その強さから、木髭エントを狩る際は必ずB級以上の冒険者パーティで一体を狩るのが基本となっている。


 もしも、辺り一帯を木髭エントに囲まれようものなら、そのレベルでも相応の被害を覚悟しなくてはならないだろう。



 だが、これは通常時の木髭(エント)のはなし。



 現在、闇の力によって呪われている今の木髭(エント)は凶暴化しており、問答無用で襲いかかってくるため、さらに危険度は増している。



 そんな木髭(エント)の大量発生地に、【厨二患者】という最弱状態の俺がいるわけだ。


 無論、〔ステルスモード〕を発動している。


 でなきゃ、俺は瞬殺だからな。


 



 「よし、この辺りで良いだろう。」



 辺りに()()()が大量にあることを視認した俺はステルスモードを解除する暗号を呟いた。



「〔uw . stealth mode zz 005〕」



 スッと、俺の姿が現れる。



「グゥオオオオ!!!」



 次の瞬間、近くにいた木髭(エント)がすごい声で雄叫びを上げる。

 すると、その声に呼応したようにあたり一帯の木々が動き始めた。


 本来なら敵意を見せない限り襲ってこない木髭(エント)は、俺の姿が現れた瞬間に怒り狂い一斉に攻撃体制に入った。

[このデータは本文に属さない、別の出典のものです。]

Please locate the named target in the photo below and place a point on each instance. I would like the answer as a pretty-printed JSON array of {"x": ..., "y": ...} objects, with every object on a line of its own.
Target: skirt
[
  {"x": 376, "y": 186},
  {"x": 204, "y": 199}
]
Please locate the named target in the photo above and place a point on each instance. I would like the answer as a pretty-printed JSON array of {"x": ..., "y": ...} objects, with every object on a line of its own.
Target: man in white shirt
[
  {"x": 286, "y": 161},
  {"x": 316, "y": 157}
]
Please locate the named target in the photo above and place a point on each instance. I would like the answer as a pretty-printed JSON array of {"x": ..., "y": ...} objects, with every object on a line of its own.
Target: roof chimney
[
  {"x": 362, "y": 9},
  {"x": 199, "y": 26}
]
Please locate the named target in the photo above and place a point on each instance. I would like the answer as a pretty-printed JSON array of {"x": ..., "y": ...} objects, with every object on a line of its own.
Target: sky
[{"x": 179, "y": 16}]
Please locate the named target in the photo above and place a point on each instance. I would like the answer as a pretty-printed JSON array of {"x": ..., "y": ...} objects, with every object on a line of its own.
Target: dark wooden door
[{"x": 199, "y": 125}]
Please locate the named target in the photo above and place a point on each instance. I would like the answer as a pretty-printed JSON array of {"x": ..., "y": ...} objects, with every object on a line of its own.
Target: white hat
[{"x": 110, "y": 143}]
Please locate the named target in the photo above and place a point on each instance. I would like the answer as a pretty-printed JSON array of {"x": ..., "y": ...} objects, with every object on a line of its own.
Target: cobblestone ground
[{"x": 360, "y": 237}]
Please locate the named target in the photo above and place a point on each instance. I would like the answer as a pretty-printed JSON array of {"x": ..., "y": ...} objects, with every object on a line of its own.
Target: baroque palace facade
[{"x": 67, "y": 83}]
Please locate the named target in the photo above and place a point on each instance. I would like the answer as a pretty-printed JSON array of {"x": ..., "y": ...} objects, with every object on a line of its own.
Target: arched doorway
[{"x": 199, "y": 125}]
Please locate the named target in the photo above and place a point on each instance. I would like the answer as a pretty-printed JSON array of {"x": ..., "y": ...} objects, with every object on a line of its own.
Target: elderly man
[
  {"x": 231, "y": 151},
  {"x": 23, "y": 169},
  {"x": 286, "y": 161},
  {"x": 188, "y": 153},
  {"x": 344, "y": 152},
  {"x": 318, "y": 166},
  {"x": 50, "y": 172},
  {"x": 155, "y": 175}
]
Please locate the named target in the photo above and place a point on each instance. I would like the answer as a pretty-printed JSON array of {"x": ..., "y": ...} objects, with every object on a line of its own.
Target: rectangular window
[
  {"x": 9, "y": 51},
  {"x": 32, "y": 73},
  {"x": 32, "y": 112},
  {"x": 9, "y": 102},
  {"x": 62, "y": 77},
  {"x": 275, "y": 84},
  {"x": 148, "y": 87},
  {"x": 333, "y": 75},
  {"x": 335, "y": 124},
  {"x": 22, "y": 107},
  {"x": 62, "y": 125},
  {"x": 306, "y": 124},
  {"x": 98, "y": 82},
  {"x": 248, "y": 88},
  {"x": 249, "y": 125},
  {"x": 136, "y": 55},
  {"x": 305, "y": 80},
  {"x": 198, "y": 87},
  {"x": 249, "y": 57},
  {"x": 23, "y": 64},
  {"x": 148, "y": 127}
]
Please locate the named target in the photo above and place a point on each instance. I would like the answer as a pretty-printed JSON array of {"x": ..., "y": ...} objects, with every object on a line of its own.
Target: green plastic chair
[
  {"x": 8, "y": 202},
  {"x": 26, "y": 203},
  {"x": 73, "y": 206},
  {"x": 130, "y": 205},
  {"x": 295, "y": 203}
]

 俺はその様子を確認すると、すぐさま裏ワザの暗号を唱え〔ステルスモード〕を発動。

 

 一目散に逃げ出した。



「グオ?!」



 木髭エント達は困惑して辺りを見回しているが、俺のことを見つけることは出来ない。


 十分に離れ、辺りに木髭(エント)や魔獣がいないことを確認すると、俺は〔ステルスモード〕を解除した。


 すると、視界にアナウンスが流れた。



『2872の経験値を獲得しました。』

『Lv.1→36に上がりました。』




 無事に経験値を獲得した。


 ちなみに、木髭エントがくれる経験値は1体平均3000くらいある。


 《生還者》で貰える経験値が1割だとしても約300。


 これが、もしスライムなら5だ。


 しかも、木髭エントの群れのど真ん中に飛び込めば、木髭エントの数だけさらに獲得経験値が増えることになる。


 さっきは恐らく10体ほどの木髭エントの経験値が入ったようだ。


 こんなに効率の良いレベル上げはない。



「ククク!

 近い! 近いぞ!!

 この俺の力が解放されるその時が!!

 フゥーッハッハッハッハ!!!」

 


 俺はこれを繰り返しながら、森の呪いを解く為にある場所へ向かっていった。



 とはいえ、ゲームではないのでそう簡単に進むことはできない。


 まず、木髭エントが動くため、森の形が変わってしまい、自分の現在地が分からなくなってしまうのだ。


 ヴェルニカで買ってきた方位磁針を片手に進んでいるが、簡単にはいかない。


 レベル上げの方も、木髭(エント)から逃走後、一旦ステルスモードを解除しないと経験値は入ってこない。


 そのため、姿を現せるような木髭(エント)のいない安全地帯が必要なのだが、それが殆どないため難しい。


 結果、経験値が獲得できるのは、1時間に1回くらいだった。



 とはいえ、木髭(エント)の大量にいる所を狙って経験値を獲得していくと一回あたりの経験値獲得量が相当なものになったので、もの凄いスピードでレベルは上がっていった。


 

 そんな調子で夕方になる頃には、【厨二患者】の職業ランクが〔初級〕にランクアップした。



 普通なら1ヶ月かかってもおかしくない。

 凄まじいスピードである。



 それと同時に、俺は目指していた場所に着くことができた。



 呪いの原因の1つとなっている湖だ。




 謎と危険の森(ミスティリスク)の呪いを解決する為には3つのことが必要である。



 その一つ目が、この毒蛇とバジリスクが生息する湖の底に沈む『屍将ヴォルデスの鎧』を回収すること。


 二つ目が、屍人族が守る洞穴の奥で『屍将ヴォルデスの剣』を回収すること。


 最後に、呪いによって凶暴化している木髭長(エントキング)の頭に乗せられた『屍将ヴォルデスの兜』を回収すること。



 そして、これら3つにかかっている呪いを解除すること。



 この3つである。



 うむ。

 正面から突破するならA級クエストでも上位か、下手すればS級に匹敵する難易度だな。



 だが、俺は制作者。

 何も問題ない。



 それでは、やるとしようか。




 ———いざ、バジリスクの待つ水中へ。











今日は更新が遅くなりすみません!

内容も薄くなってしまいましたが、とりあえずかけた所まで上げます。